DailyPost 833


Is this everywhere? Is their a hack in every pie? Is it the most lethal tool conspiracy of conspiracy and crime? Is the distinction between conventional and virtual completely blurred? Jamal Khashoggi’s murder throws up the connect in an extremely conspicuous manner. It is reported that on 2nd October last year, a well known journalist and critic of the Saudi government, walked into the country’s consulate in Istanbul, where he was murdered. The journalist is alleged to have been killed on orders from the highest levels and his body has not been found.

He was a prominent journalist having covered major stories including Soviet invasion of Afghanistan and the rise of Osama Bin Laden. For decades close to Saudi royal family, he had fallen out of favour, went into a self – imposed exile in US, where he wrote a monthly column in Washington Post criticising policies of Crown Prince, Mohammad bin Salman. There is a spyware everywhere. A law suit was filed by a Saudi dissident of the murdered journalist that it was an Israeli software company which facilitated “taking over his smartphone” and spy on his communications with Mr. Khashoggi.

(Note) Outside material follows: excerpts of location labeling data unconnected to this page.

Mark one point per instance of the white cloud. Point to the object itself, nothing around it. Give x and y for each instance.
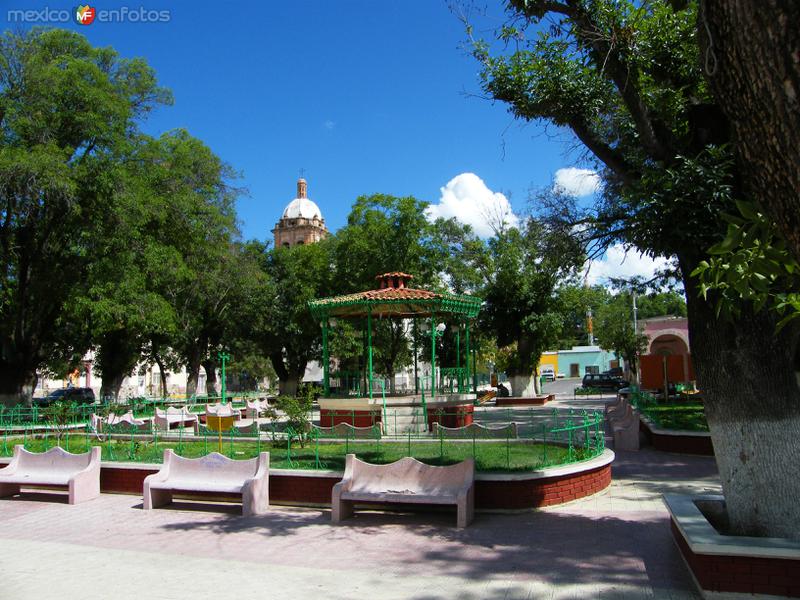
(576, 182)
(621, 264)
(467, 198)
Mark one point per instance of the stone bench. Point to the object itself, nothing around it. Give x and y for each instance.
(79, 473)
(173, 417)
(125, 423)
(256, 408)
(625, 427)
(211, 474)
(406, 481)
(476, 430)
(345, 430)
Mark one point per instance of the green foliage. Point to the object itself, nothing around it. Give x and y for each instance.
(521, 305)
(59, 415)
(751, 265)
(298, 412)
(69, 113)
(615, 330)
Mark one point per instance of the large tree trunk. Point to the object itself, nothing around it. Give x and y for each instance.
(17, 384)
(109, 390)
(163, 377)
(523, 386)
(751, 54)
(117, 356)
(212, 384)
(289, 385)
(752, 403)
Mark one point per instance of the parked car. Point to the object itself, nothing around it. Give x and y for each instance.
(74, 395)
(603, 381)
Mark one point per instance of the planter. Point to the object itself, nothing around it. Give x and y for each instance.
(678, 441)
(728, 567)
(524, 401)
(493, 491)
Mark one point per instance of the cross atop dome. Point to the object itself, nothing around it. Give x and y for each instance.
(301, 222)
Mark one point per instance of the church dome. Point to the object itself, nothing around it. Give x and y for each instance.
(301, 208)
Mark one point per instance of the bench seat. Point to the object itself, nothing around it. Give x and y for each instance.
(406, 481)
(213, 473)
(79, 473)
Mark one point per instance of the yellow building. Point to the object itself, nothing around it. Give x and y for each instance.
(548, 363)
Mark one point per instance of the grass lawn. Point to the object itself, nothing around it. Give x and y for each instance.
(492, 456)
(686, 417)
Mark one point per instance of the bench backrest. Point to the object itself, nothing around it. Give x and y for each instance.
(213, 466)
(55, 460)
(409, 475)
(477, 430)
(221, 410)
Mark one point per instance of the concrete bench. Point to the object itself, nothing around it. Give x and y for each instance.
(345, 430)
(79, 473)
(406, 481)
(223, 410)
(625, 428)
(125, 423)
(250, 430)
(256, 408)
(173, 417)
(476, 430)
(211, 474)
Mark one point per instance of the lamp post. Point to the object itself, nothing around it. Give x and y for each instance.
(224, 357)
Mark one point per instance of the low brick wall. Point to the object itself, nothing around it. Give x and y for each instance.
(519, 401)
(492, 491)
(740, 574)
(677, 441)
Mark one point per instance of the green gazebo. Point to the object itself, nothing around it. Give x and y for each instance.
(395, 299)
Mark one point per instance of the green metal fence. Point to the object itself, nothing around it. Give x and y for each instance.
(558, 438)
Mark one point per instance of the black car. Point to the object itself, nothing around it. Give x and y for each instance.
(72, 395)
(603, 381)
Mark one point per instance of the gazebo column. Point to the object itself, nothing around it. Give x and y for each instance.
(466, 358)
(369, 352)
(325, 359)
(433, 356)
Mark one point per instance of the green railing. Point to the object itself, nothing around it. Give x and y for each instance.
(543, 440)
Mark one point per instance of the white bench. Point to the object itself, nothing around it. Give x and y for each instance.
(126, 423)
(256, 408)
(179, 417)
(79, 473)
(405, 481)
(476, 430)
(625, 428)
(223, 410)
(345, 430)
(213, 473)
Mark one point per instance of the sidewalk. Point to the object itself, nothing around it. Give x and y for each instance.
(615, 545)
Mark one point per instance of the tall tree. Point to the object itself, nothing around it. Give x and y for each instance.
(66, 110)
(626, 79)
(751, 57)
(522, 308)
(285, 330)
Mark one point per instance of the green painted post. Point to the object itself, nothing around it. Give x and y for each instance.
(466, 357)
(224, 357)
(369, 350)
(325, 359)
(433, 356)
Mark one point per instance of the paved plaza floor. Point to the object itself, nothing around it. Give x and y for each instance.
(613, 545)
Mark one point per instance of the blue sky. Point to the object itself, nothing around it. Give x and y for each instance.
(365, 96)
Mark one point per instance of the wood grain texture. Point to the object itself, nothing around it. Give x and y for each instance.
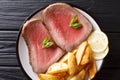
(14, 12)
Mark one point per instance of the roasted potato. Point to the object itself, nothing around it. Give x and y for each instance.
(80, 52)
(86, 56)
(92, 68)
(57, 68)
(80, 76)
(48, 77)
(72, 66)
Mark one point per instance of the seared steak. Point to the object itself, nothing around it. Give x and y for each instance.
(57, 20)
(34, 32)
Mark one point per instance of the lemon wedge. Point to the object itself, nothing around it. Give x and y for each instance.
(98, 41)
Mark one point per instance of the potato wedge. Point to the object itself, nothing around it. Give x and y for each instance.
(92, 68)
(86, 56)
(65, 57)
(48, 77)
(57, 68)
(80, 76)
(72, 66)
(80, 51)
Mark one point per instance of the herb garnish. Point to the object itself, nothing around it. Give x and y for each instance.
(46, 43)
(74, 23)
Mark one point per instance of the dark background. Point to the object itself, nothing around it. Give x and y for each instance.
(14, 12)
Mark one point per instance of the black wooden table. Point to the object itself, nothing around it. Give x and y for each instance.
(14, 12)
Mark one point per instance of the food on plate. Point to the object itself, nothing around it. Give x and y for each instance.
(86, 56)
(63, 45)
(101, 55)
(34, 33)
(72, 66)
(57, 18)
(80, 52)
(80, 76)
(72, 71)
(57, 68)
(98, 42)
(48, 77)
(92, 68)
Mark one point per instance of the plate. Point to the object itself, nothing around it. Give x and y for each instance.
(22, 48)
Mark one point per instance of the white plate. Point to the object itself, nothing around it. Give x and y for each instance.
(23, 50)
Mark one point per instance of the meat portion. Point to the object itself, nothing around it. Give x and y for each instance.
(57, 18)
(34, 32)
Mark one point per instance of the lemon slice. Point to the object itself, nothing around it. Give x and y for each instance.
(98, 41)
(57, 68)
(101, 55)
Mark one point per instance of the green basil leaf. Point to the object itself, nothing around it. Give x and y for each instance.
(46, 43)
(76, 25)
(74, 18)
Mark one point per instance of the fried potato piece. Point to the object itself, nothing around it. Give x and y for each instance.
(86, 56)
(65, 57)
(48, 77)
(92, 68)
(80, 52)
(72, 66)
(80, 76)
(57, 68)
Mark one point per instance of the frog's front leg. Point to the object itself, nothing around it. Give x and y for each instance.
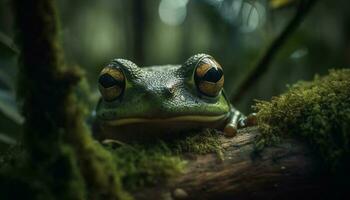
(238, 121)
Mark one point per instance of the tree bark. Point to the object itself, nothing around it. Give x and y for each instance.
(288, 170)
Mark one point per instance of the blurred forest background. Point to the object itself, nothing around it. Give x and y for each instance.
(235, 32)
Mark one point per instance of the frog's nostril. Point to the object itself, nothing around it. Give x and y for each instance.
(169, 90)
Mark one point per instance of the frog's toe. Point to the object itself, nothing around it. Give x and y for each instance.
(230, 130)
(250, 120)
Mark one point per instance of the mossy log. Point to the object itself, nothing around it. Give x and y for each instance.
(288, 170)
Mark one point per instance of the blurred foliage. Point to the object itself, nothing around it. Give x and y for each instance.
(317, 111)
(235, 32)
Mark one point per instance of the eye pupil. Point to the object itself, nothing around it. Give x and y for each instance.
(107, 81)
(213, 75)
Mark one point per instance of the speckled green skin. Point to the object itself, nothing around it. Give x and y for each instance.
(159, 93)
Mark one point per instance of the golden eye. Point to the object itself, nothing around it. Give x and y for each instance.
(111, 83)
(209, 77)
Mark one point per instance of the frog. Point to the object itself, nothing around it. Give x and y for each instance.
(163, 100)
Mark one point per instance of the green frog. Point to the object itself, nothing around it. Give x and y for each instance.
(156, 101)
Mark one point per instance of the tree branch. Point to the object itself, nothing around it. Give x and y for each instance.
(286, 171)
(263, 64)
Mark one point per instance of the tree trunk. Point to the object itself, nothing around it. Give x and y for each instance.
(288, 170)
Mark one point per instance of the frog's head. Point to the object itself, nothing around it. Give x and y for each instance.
(159, 99)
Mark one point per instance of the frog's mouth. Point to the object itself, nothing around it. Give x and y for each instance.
(177, 119)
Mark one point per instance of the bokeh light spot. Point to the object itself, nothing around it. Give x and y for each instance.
(173, 12)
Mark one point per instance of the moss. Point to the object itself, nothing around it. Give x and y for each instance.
(317, 111)
(62, 158)
(149, 164)
(205, 142)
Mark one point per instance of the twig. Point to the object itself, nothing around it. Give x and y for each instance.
(262, 66)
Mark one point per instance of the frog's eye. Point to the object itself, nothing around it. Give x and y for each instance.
(111, 83)
(209, 77)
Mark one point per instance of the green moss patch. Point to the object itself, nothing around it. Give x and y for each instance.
(149, 164)
(317, 111)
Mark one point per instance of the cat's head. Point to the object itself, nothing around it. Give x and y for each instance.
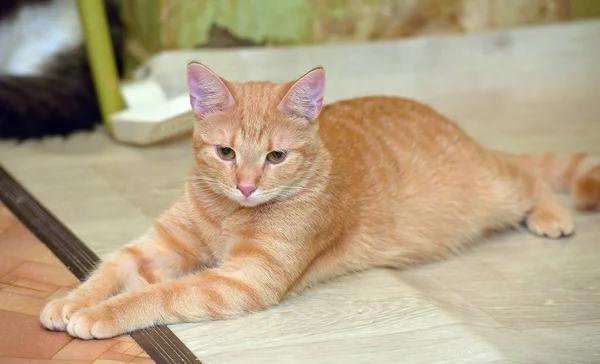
(255, 142)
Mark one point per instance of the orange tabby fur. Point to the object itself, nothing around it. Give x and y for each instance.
(373, 182)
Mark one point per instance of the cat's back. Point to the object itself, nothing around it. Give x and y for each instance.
(382, 127)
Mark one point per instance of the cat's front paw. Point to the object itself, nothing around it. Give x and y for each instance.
(56, 314)
(552, 222)
(96, 322)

As per New York Times, “the Montreal – based Saudi dissident, Omar Abdulaziz, follows parallel suits by journalists, activists and others charging that the NSO Group improperly helped the governments of Mexico and the UAE spy on their smartphones even though the individuals had no criminal records and posed no threat of violence.” The product in question is a known as Pegasus developed by a Israeli technology firm NSO Group Technologies and has sweeping invasive capabilities. Israel classifies it has a weapon.

The product is not available in the open market and can sold after a full vetting and licencing by the Israeli government. Saudi Arabia is said to have paid $55 million for it’s use last year. The company denies it’s misuse. “The spyware allows its customers to secretly listen to calls, record keystrokes, read messages, and track internet history on a targeted phone. It also enables customers to use a phone’s microphone and camera as surveillance devices.”